Там уже гудела толпа, обступившая кого-то, распростертого на тротуаре.

— Стакан только выпил; гляжу – мертвый уже! — громко рассказывала женщина в белом халате. — И как он так враз помер, не пойму! Я ему даже сдачу с полусотенной не успела дать!..

Кто-то в форменной фуражке на голове наклонился и вдруг воскликнул:

— Э, да у него в кармане наган!..

Да, ничего тут не скажешь, гладко складывалась у Бежевого эта его цепь!..

Дальше он глазеть не стал и побыстрее дунул к себе на Сухаревку, пока никто не занял на ночь место у его котла.

…А среди ночи вдруг выдернуло из сна холодным страхом. Что если и к нему уже примеривался какой-то своей смертной цепочкой этот Бежевый? Больно он – хоть Федулой, хоть Виктором называй, теперь уж, может, это и без разницы – больно он о Бежевом теперь знал много, а такие знайки долго на свете не живут…

Как он там бишь его назвал? Как-то навроде Колобка… Во, точно: Колобуил! Что если на его языке Колобуил – это и означает покойник?..

До рассвета он больше не смыкал глаз – все казалось цепь на горле затягивается.

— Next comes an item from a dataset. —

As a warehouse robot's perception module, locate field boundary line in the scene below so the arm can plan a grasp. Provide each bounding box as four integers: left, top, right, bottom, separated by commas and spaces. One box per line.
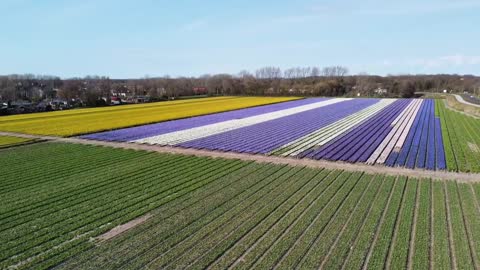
96, 213, 153, 242
0, 131, 480, 183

Сейчас вот воздуха глотнет напоследок – да так, Виктором не успев побывать, ни за что ни про что и помрет…

Но утро настало, а он все не помирал. Подумал, что, глядишь, теперь и до вечера не помрет.

Ошибался, выходит, в Бежевом…

КТО?

…Во всякой смуте душевной умей узреть для себя благо, ибо что еще так обострит всю силу твоего ума"

Из "Катехизиса…"

В понедельник Наташа должна была окончательно проснуться не раньше чем к семи вечера. К этому времени Виктору Арнольдовичу, пожалуй, следовало быть возле нее, однако с утра он мог, ни о чем не тревожась, отправляться в свое министерство.

Там, в министерстве, пока секретарша Вероника тщетно пыталась дозвониться до их контрагента в Аргентине, занимавшегося там закупкой баранины, Виктор Арнольдович, сидя в своем кабинете, продумывал новую цепь. Снова она была связана с этим узником под литерой "Ф", когда-то на Сухаревке именовавшимся Чокнутым.

Кто бы в ту пору знал, что так тесно сплетет их жизнь? А если быть более точным, сплетали их смерти – чужие смерти, число которых уже и не подсчитать. И тем не менее, узнай вдруг этот "Ф" о существовании Серебрякова, он вполне мог бы считать его своим ангелом-хранителем, ибо лишь благодаря вмешательствам Хризоила, этим его цепочкам до сих пор оставался жив.

Та цепь, которую Виктор Арнольдович сейчас начинал готовить, представлялась наиболее опасной, поскольку проходила в непосредственной близости от него самого, упираясь своим концом в полковника Недопашного, отца той самой секретарши Вероники, которая сейчас за дверью силилась пробиться в далекую Аргентину. В подобных случаях требовалась особая продуманность каждого звена.